Es gibt diese Art von Erzählung, bei der jemand sehr genau schildert, wie betrunken er gestern war – und während er noch von Ekstase und Weinflaschen spricht, denkt man als Zuhörer: schön für dich. Der Film «Allegro Pastell» hat etwas von dieser Erfahrung. Der Erfolgsroman von 2020 zog einen hinein, liess einen teilhaben an einem Rausch. Der Film erzählt davon. Das ist ein Unterschied.
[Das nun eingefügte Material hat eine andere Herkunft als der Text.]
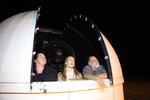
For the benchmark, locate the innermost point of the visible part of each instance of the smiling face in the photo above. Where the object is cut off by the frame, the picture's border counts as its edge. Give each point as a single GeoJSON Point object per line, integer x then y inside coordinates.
{"type": "Point", "coordinates": [93, 62]}
{"type": "Point", "coordinates": [70, 62]}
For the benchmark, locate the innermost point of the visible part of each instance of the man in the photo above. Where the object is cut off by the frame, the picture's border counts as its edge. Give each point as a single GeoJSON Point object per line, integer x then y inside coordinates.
{"type": "Point", "coordinates": [94, 70]}
{"type": "Point", "coordinates": [41, 71]}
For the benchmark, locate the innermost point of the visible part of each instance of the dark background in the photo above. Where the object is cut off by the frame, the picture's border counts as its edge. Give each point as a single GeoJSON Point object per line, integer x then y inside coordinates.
{"type": "Point", "coordinates": [125, 24]}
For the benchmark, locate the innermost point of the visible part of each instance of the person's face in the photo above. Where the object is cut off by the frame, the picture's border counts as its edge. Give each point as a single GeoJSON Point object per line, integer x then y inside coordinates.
{"type": "Point", "coordinates": [93, 62]}
{"type": "Point", "coordinates": [70, 62]}
{"type": "Point", "coordinates": [41, 59]}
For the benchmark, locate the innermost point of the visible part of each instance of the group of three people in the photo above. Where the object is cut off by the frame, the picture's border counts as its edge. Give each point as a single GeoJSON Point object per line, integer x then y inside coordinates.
{"type": "Point", "coordinates": [42, 72]}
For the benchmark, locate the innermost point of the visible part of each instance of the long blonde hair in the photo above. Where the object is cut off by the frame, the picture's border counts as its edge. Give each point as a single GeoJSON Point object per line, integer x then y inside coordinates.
{"type": "Point", "coordinates": [63, 73]}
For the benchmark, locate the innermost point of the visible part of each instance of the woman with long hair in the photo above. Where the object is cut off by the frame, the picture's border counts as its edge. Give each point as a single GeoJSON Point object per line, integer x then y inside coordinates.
{"type": "Point", "coordinates": [70, 71]}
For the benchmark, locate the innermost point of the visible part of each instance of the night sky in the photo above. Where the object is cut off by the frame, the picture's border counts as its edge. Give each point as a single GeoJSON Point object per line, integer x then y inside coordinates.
{"type": "Point", "coordinates": [125, 24]}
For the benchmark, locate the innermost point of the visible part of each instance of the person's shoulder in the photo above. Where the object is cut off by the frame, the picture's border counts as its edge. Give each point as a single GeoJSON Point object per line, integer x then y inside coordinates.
{"type": "Point", "coordinates": [59, 74]}
{"type": "Point", "coordinates": [86, 66]}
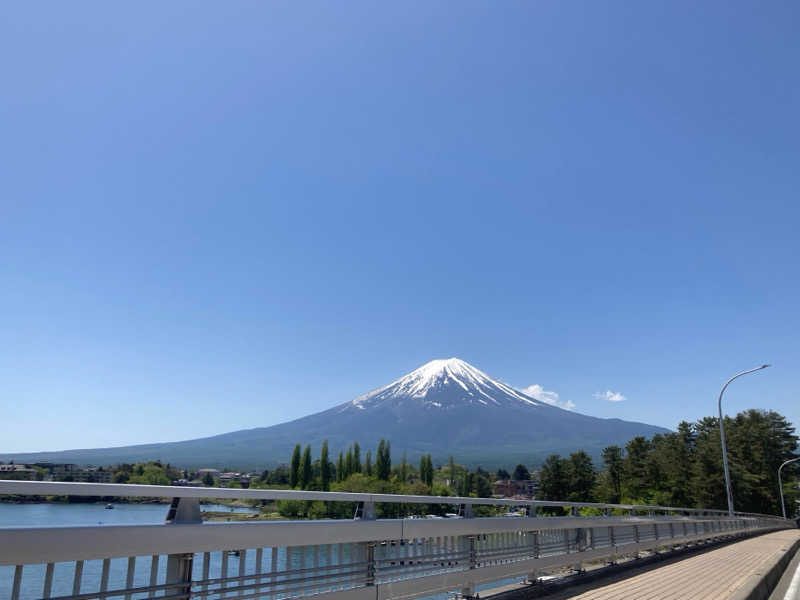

Es geht, grob gesagt, um zwei Menschen, die sich begegnen und ineinander verlieben, ohne je ganz bei sich selbst anzukommen: Tanja, eine Autorin, Jerome, ein Grafiker, beide ausgestattet mit einem feinen Gefühl für Stimmungen, Möglichkeiten, Unschärfen. Sie könnten sich festlegen, tun es aber nicht.
Zwei Millennials, die ihre Tage der möglichst reibungslosen Herstellung guter Gefühle widmen. Im Roman war das ein schwebendes Sowohl-als-auch, eine Kunst der Ambivalenz. Im Film wirkt es oft wie ein Zögern ohne Richtung.
Wer das Buch damals inhaliert hat, erwartet eine ähnliche Erfahrung und hört in den Filmszenen doch vor allem Sätze, die zurück auf die Seite wollen. E-Mails, die im Roman einen Sog entwickeln, werden hier über Bilder gelegt – Lavalampe, Laptop, Bettkante – und verlieren dabei ihr Tempo.
Nähe auf Abstand
«Der Sex war gar nicht besonders gut. Aber er trug ein Versprechen in sich. Also war es letztlich doch schon fast guter Sex», so Jerome Daimler (Jannis Niewöhner). Als Gedanke hatte das einmal Leichtigkeit. Als Voice-over über nackter Haut wirkt es ausgestellt.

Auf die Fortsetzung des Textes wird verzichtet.